Dalende inkomsten en winstgevendheid
Het uitzonderlijk soepele monetaire beleid van de Bank of Japan (BoJ) heeft het voor banken zeer moeilijk gemaakt om winst te maken. Door een combinatie van kwantitatieve verruiming en negatieve rentes zijn hun inkomsten drastisch geslonken. Sinds 2013, toen de BoJ met zijn QE-programma begon, zijn de rendementen van lang lopende obligaties fors gedaald, wat de inkomsten uit leningen aantastte. Vervallende obligaties werden vervangen door papieren met steeds lagere rendementen, met als gevolg dat ook de rente op leningen die banken aan hun klanten konden berekenen steeds verder daalde.
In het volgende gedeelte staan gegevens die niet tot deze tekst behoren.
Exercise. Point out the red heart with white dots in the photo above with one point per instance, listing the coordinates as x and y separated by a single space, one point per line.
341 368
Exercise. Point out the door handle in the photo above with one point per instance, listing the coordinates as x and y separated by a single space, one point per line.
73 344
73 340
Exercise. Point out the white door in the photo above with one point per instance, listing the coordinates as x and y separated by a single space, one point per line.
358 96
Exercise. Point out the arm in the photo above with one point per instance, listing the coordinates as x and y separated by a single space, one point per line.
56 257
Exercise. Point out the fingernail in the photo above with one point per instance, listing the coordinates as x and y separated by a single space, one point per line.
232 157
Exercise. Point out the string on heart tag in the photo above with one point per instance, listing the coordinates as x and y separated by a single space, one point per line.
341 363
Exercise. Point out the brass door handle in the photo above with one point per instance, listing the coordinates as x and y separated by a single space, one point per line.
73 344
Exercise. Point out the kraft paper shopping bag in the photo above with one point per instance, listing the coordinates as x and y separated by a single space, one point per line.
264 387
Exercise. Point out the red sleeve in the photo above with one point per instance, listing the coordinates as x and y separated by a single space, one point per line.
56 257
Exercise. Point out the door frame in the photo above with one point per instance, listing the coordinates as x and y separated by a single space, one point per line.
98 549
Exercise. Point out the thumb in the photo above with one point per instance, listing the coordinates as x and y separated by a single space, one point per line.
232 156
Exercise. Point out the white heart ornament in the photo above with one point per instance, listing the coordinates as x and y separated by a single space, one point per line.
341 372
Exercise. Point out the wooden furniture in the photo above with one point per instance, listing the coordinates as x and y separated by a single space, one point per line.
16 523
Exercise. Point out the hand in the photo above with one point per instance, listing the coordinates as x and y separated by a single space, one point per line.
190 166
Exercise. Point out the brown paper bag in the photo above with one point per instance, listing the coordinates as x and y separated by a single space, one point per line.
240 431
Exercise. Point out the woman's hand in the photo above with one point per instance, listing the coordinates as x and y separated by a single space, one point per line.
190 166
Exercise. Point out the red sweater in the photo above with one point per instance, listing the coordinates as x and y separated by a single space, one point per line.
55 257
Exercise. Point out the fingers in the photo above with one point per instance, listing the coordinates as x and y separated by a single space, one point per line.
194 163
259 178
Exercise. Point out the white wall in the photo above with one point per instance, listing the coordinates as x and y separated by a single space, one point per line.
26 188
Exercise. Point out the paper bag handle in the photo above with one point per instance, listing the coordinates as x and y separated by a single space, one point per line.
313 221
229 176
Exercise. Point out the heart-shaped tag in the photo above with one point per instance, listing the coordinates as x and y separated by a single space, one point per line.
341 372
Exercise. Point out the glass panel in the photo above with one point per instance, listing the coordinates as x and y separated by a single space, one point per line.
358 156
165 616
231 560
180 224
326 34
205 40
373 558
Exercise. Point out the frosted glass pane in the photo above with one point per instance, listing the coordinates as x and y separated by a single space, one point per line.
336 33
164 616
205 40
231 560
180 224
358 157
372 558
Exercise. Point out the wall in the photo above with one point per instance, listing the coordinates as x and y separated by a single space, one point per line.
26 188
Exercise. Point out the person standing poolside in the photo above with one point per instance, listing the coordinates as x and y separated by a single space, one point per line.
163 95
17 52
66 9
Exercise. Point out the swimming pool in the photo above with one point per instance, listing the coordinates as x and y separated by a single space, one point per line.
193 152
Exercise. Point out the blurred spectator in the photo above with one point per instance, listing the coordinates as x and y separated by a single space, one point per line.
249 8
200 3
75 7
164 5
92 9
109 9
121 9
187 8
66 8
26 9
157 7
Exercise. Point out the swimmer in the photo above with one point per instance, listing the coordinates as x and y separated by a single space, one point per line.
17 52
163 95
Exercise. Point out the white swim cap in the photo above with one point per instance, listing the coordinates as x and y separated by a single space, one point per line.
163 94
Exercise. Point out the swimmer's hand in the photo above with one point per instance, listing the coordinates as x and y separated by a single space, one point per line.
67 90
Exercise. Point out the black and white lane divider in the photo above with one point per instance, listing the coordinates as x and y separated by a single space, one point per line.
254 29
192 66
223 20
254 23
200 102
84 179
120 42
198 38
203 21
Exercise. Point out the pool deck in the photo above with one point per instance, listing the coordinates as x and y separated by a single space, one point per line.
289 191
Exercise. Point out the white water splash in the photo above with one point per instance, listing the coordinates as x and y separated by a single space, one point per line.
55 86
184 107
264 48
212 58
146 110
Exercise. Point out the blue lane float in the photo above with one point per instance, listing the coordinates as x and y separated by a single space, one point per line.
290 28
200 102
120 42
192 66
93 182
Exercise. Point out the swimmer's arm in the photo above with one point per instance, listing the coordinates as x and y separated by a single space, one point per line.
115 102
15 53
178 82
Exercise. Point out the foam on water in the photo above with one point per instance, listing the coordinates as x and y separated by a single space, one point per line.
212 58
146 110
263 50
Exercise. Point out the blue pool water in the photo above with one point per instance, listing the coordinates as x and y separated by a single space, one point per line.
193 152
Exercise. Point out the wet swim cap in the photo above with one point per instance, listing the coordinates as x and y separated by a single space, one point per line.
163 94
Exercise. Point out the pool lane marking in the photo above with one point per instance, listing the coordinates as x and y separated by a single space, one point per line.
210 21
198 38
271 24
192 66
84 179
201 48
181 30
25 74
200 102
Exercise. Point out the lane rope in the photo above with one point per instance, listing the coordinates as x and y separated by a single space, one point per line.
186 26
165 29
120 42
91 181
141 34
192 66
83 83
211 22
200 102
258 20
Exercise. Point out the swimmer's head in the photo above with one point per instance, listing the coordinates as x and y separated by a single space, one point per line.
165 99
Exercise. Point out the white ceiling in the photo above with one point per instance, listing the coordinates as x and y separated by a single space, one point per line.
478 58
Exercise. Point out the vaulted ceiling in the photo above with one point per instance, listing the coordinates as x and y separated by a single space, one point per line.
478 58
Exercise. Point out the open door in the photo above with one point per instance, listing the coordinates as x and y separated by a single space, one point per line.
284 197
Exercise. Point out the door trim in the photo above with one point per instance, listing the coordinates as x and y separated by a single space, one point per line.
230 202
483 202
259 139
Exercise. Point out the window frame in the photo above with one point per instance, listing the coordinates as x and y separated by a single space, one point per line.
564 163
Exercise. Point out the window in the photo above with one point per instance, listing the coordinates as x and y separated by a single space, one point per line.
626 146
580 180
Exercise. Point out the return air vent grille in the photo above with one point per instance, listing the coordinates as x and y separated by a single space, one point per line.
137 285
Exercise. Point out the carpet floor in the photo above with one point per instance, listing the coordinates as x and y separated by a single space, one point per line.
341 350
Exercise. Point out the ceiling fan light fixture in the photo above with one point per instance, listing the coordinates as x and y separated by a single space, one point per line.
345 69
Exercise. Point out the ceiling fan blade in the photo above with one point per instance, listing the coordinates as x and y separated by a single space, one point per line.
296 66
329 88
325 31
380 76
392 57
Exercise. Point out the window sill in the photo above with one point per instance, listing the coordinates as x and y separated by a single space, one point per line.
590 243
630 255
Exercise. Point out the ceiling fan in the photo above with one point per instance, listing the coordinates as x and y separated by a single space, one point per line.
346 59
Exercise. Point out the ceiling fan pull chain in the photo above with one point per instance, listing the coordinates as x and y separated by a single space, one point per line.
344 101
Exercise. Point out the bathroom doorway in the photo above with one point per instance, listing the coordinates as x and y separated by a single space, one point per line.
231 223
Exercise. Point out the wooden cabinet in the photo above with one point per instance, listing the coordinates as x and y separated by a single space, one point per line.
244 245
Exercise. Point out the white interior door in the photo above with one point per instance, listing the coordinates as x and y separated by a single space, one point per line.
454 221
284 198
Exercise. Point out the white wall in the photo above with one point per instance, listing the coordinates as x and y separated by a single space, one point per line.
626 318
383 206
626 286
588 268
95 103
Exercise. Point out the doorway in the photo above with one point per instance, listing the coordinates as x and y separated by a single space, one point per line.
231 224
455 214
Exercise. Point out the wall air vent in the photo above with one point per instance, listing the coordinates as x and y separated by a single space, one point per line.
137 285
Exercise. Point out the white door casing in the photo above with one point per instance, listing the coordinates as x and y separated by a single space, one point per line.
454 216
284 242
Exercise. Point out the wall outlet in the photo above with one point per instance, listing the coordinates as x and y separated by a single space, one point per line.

Deze negatieve spiraal werd versterkt door de afnemende vraag naar leningen vanuit het bedrijfsleven, dat goed bij kas zat, en de vergrijzende bevolking. In januari 2016 kregen de banken opnieuw een klap toen de BoJ een negatieve rente invoerde. Die had tot doel de uitgaven te stimuleren en de inflatie aan te zwengelen, maar holde de resultaten van de banken nog verder uit omdat de inkomsten op kasreserves vrijwel verdampten. Al met al zijn de winstvooruitzichten voor de sector zwak en is het moeilijk voorstelbaar dat dit snel zal veranderen.
Zware concurrentie
De Japanse bankensector heeft te kampen met oververzadiging: het aantal bankfilialen per 100.000 inwoners, met inbegrip van postkantoren die ook bankdiensten aanbieden, is 34, terwijl het wereldwijde gemiddelde ongeveer 12 is. Vooral in dichtbevolkte gebieden valt op hoeveel verschillende banken er zijn, zodat klanten een ruime keuze hebben. Als gevolg van deze zware concurrentie staan de winstmarges voortdurend onder druk.
Zelfs als de rentestanden verbeteren, zal dit door de concurrentiedruk onder de streep nauwelijks een positief verschil maken. Het overaanbod aan banken is een structureel probleem dat inkomsten en winsten zal blijven drukken totdat er een flinke consolidatie in de sector heeft plaatsgevonden.
Demografische verschuivingen
Vooral voor de vele kleine en middelgrote regionale banken ziet de toekomst er somber uit. Binnenlandse leningen zijn hun core business zodat de negatieve rentes funest voor hen zijn. Hun inkomsten zijn de afgelopen jaren gestaag gedaald en veel van deze banken lijden verlies of zien hun marges krimpen naar nul. Daar komt bij dat de bevolking op het platteland en in suburbane gebieden zowel krimpt als vergrijst. Regionale banken zijn de dupe van deze structurele trends en de vooruitzichten om hun leningenportefeuille uit te breiden worden steeds slechter.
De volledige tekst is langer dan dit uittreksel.